Mapping the General Election
by Jonathan Singer, Fri Jun 20, 2008 at 01:13:18 PM EDT
I really like Marc Ambinder. I'm at his site several times a day. I think his reporting is top-notch, and his insight into elections is among the best in the business. But the electoral map he posted today I'm just not sure about.
Ambinder gives both Barack Obama and John McCain 159 electoral votes in their base. I'm not sure if this is intentionally balanced out or just coincidence. But if McCain believes that all of those EVs are out of play, he is sorely mistaken.
Among that group of safe states for McCain are (in alphabetical order) Alaska, Arizona, Georgia, Kansas, Nebraska and North Dakota, none of which are off the table at this juncture. They just aren't. They may not be tossups yet, but they aren't safe. Of these six, Obama is currently advertising in three -- Alaska, Georgia and North Dakota -- and I would not be surprised if Nebraska sees some advertising dollars before election day (both because one or two of the states congressional districts, and thus electoral votes, are in play, and because the Omaha media market bleeds into Iowa). Recent polling out of Georgia, Alaska, and even Kansas show tight races, and the last two polls (.pdf) out of McCain's home state of Arizona show the presumptive GOP nominee at or below 50 percent when pitted against Obama. Safe states these are not.
How about Florida, which Ambinder ranks as a "tilt" McCain state. I had been under the general assumption that Florida wasn't going to be part of the first 270 for any Democratic nominee. I still think there are as many as a half dozen other states Bush carried in 2004 that are more likely to go blue in 2008 than Florida. That said, even before McCain went and angered voters in the state by flipflopping his position on offshore drilling, his numbers were trending downward in the state while Obama's were trending upwards, according to Pollster.com, whose trend estimate in the state gives McCain a slim 45.1 percent to 42.8 percent lead over Obama.
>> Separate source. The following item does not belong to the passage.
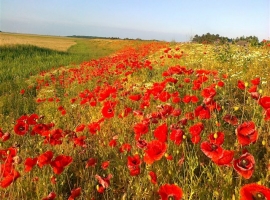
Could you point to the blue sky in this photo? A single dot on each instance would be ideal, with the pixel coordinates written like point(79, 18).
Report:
point(168, 20)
Or take Pennsylvania, which Ambinder deems a "tossup". It's tough to come up with a hard metric, outside of history, that shows that neither candidate has a real advantage in the state. Pollster.com finds Obama moving up in the state and McCain moving down, with Obama holding a substantial 48.7 percent to 40.1 lead. If that's not quite a tilt, then I'm not sure what is.
But beyond the specifics of the states, I think what this listing misses is the big picture; it's too much trees, not enough forest. The Obama effort is going to have significantly more money than the McCain effort -- perhaps on an order of magnitude of 2, 3 or even more times when all campaigns, committees and organizations are taken into account. Because of this, Obama will be able to put McCain on the defensive in a great number of states, making it more difficult for McCain to win in blue states or even hold onto the Bush coalition of 2004. Ben Smith mentions Texas as one such state -- Obama putting staff in the state, plus potentially putting in ads, would force McCain into a tough decision: "Ignore Texas on the overwhelming probability that it stays red; or risk that Obama steals on".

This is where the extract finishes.